Fusion 360 caught a serious nerf effective October 1st. You can't export STEP files anymore and you can only post single tool CAM paths on top of some other ridiculous garbage.

I'm just doing that thing where I remind you the EAA has Educational Solidworks Premium licenses for $40/year.

It comes with good CAM features and everything, same noncommercial addendum.

ante
Apr 9, 2005

SUNSHINE AND RAINBOWS
Apparently you can't get educational SW files into pro SW packages though, the file is permanently tainted

Qubee
May 31, 2013




The exporting STEP files doesn't really affect me (are there scenarios where this would be useful for a hobbyist? I can imagine it would be a pain in the rear end when it comes to showing clients work, but not much in the way of it being an issue for hobbyists), but what does the single tool CAM paths thing mean?

It would suck putting a lot of time and effort into getting set up on Fusion 360 only for them to slowly withdraw a lot of functionality as time passes and try to strongarm you into buying an expensive license.

NewFatMike
Jun 11, 2015

ante posted:

Apparently you can't get educational SW files into pro SW packages though, the file is permanently tainted

Yeah, everything gets watermarked. You can still open the files in professional versions, but the person opening it will know it was made in an educational version.
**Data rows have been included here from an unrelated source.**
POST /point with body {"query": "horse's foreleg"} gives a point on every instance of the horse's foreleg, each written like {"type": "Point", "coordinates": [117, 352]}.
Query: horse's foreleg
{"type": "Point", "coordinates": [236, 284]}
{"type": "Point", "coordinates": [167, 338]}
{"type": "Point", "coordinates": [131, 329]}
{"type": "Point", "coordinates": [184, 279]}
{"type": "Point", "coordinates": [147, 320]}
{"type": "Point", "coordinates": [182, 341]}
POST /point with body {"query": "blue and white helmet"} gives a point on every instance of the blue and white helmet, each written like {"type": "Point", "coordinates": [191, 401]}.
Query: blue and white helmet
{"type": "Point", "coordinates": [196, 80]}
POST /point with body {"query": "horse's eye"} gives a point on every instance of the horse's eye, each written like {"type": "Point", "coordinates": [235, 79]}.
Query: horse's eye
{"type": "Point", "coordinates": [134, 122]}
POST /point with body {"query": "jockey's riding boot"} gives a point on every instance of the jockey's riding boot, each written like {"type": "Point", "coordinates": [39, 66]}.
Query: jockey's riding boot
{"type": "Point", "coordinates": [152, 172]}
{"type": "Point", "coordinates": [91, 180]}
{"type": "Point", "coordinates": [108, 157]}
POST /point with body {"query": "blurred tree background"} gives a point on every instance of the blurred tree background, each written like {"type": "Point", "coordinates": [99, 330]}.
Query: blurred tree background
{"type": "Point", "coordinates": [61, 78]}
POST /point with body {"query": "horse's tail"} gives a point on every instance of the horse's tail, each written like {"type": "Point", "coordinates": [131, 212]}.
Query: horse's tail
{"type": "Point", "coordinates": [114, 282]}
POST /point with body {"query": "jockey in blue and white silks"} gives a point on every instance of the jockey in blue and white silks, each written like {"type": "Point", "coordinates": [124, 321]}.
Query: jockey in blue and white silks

I just wanted to make sure nobody with/access to a Tormach or something was going to get shut out in the cold. My makerspace is going bananas about it.

Qubee posted:

The exporting STEP files doesn't really affect me (are there scenarios where this would be useful for a hobbyist? I can imagine it would be a pain in the rear end when it comes to showing clients work, but not much in the way of it being an issue for hobbyists), but what does the single tool CAM paths thing mean?

It would suck putting a lot of time and effort into getting set up on Fusion 360 only for them to slowly withdraw a lot of functionality as time passes and try to strongarm you into buying an expensive license.

I've used STEP files for collaboration with folks on other software, especially stuff like Rhino or OnShape.

Autodesk is apparently going to be preventing CAM posts from including ATC tool changes.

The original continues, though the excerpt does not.